Late Season Mahi
By: Capt. Joel Brandenburg
Late season mahi is very weather dependent. If we get an early cold snap or two that can shut down the bite for the rest of the year. If the weather stays warm until Christmas or New Year’s, it’s likely that the mahi will stick around. So, it’s not unusual for us to still be catching mahi during the holidays here in the Florida Keys. We tend to see the quantity decrease, and the average quality increase.
For example, during the summertime we have to work through the chicken dolphin to find the bigger ones a lot of times. During the fall and winter months, it’s hard to catch any undersized dolphin and most of the dolphin that we catch during the fall and winter months will be 25 inches plus.
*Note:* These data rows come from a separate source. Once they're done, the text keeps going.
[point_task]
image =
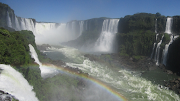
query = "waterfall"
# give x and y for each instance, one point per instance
(45, 71)
(156, 39)
(105, 42)
(168, 25)
(81, 23)
(22, 23)
(35, 56)
(42, 27)
(156, 58)
(9, 23)
(14, 83)
(17, 24)
(156, 26)
(153, 50)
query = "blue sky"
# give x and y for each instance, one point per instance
(66, 10)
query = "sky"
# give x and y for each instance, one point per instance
(62, 11)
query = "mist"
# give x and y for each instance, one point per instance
(54, 36)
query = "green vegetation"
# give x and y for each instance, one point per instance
(136, 34)
(14, 47)
(14, 50)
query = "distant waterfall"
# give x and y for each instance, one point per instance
(169, 25)
(41, 27)
(14, 83)
(156, 26)
(105, 42)
(45, 71)
(17, 24)
(156, 58)
(81, 24)
(9, 22)
(156, 39)
(165, 51)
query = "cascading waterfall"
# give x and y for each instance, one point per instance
(17, 24)
(14, 83)
(9, 23)
(81, 24)
(156, 26)
(23, 24)
(156, 58)
(128, 83)
(169, 25)
(42, 27)
(168, 31)
(45, 71)
(105, 42)
(165, 51)
(156, 39)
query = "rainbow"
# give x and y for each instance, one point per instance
(85, 76)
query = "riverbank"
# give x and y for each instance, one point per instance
(156, 74)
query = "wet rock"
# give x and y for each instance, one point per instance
(169, 72)
(176, 81)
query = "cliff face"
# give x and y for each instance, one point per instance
(174, 57)
(176, 25)
(90, 33)
(3, 12)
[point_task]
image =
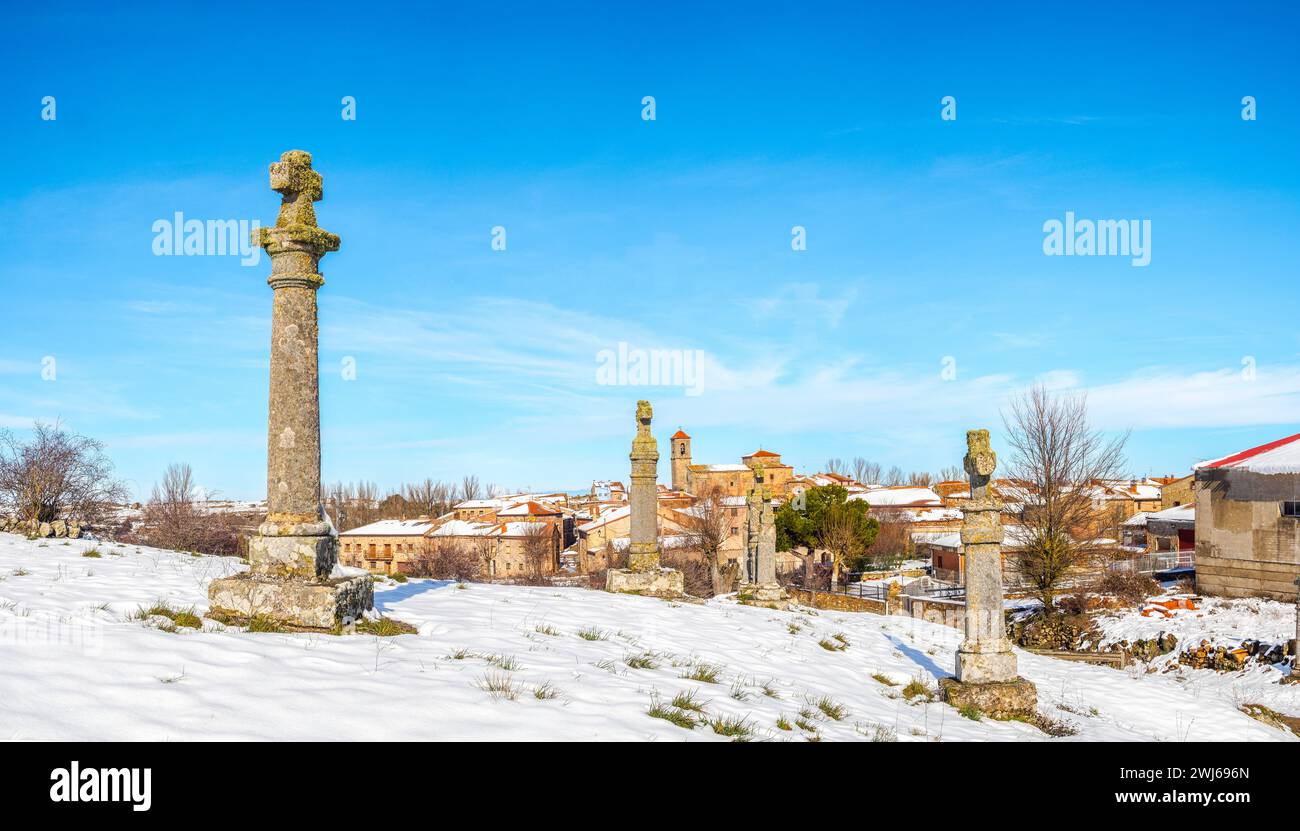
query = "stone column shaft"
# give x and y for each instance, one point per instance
(644, 497)
(986, 654)
(293, 437)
We pay attention to minor mahi habitat more in the cooler months than we do the warmer months.
For example, in the warmer months it is common to run into a 3 mile long 20-yard-wide weed lines or run into several flocks of birdnatos (birds gathered feeding in a tornado pattern) or several floaters like trees or pallets of wood floating. Those are all obvious major mahi habitat.
In the cooler months we will pay attention to 100 yard, 2-inch-wide trash line or focus in on a single bird or troll hard on a bucket lid. Where in the warmer months we’d probably pass a lot of that up looking for “greener pastures”. Mahi habitat we might pass up in the summer we pay a lot more attention to in the fall and winter months mainly because there’s less out there to pay attention to.
During the warmer months the number one dolphin bait to troll is rigged ballyhoo resembling a flying fish because during the warmer months there’s massive schools of flying fish in the mahi are mainly feeding on flying fish where in the cooler months there’s a lot less flying fish so we get more of a reaction bite from the mahi, using plastic squiggles and other mahi lures to troll rather than rigged ballyhoo.
During the warmer months many times we’ll leave a hooked mahi off the back of the boat as a decoy to bring in a school of mahi, which we can pick off easily with hooked cut bait, such as ballyhoo or squid. During the cooler months, there is less mahi, and they are harder to trick into the boat by using a decoy dolphin. Since they are harder to fool, we like to target the school with live pilcher’s rather than cut bait. Plus, in the summertime sometimes it’s so hot the mahi are lethargic and less likely to chase fast moving live bait and would prefer the easy kill of a piece of cut bait floating down in front of them.
During the cooler months, they are less lethargic and more aggressive and prefer live bait overcut bait. We troll a little faster in the cooler months too. I know I keep referring to mahi as dolphin and dolphin as mahi. That’s only because a lot of people who aren’t familiar with fishing down here think I’m talking about Flipper or Winter the Dolphin, so for tourist reasons, I call dolphin mahi a lot of times as almost everybody knows what a mahi is. If you are in search of a big trophy bull mahi, now is the time to target them.
One of the cool things about mahi fishing this time of year is that you have a better chance of hooking into a wahoo, large black fin tuna, sailfish, blue marlin or several other types of pelagics. During the cooler months, we typically venture out in our 40 and 50 foot vessels rather than our 25 and 30 foot vessels because the waves are bigger this time of year. We like to head 30 miles out towards the marathon humps, which is a world, renowned underwater mountain range known for its big pelagics. On the way out to the humps, and on the way back from the humps, we are looking for birds, floating objects, bigger than a water bottle and any organized weed lines. If we find any of those three, we will troll them.
Go out and give mahi a try one last time, big waves big fish!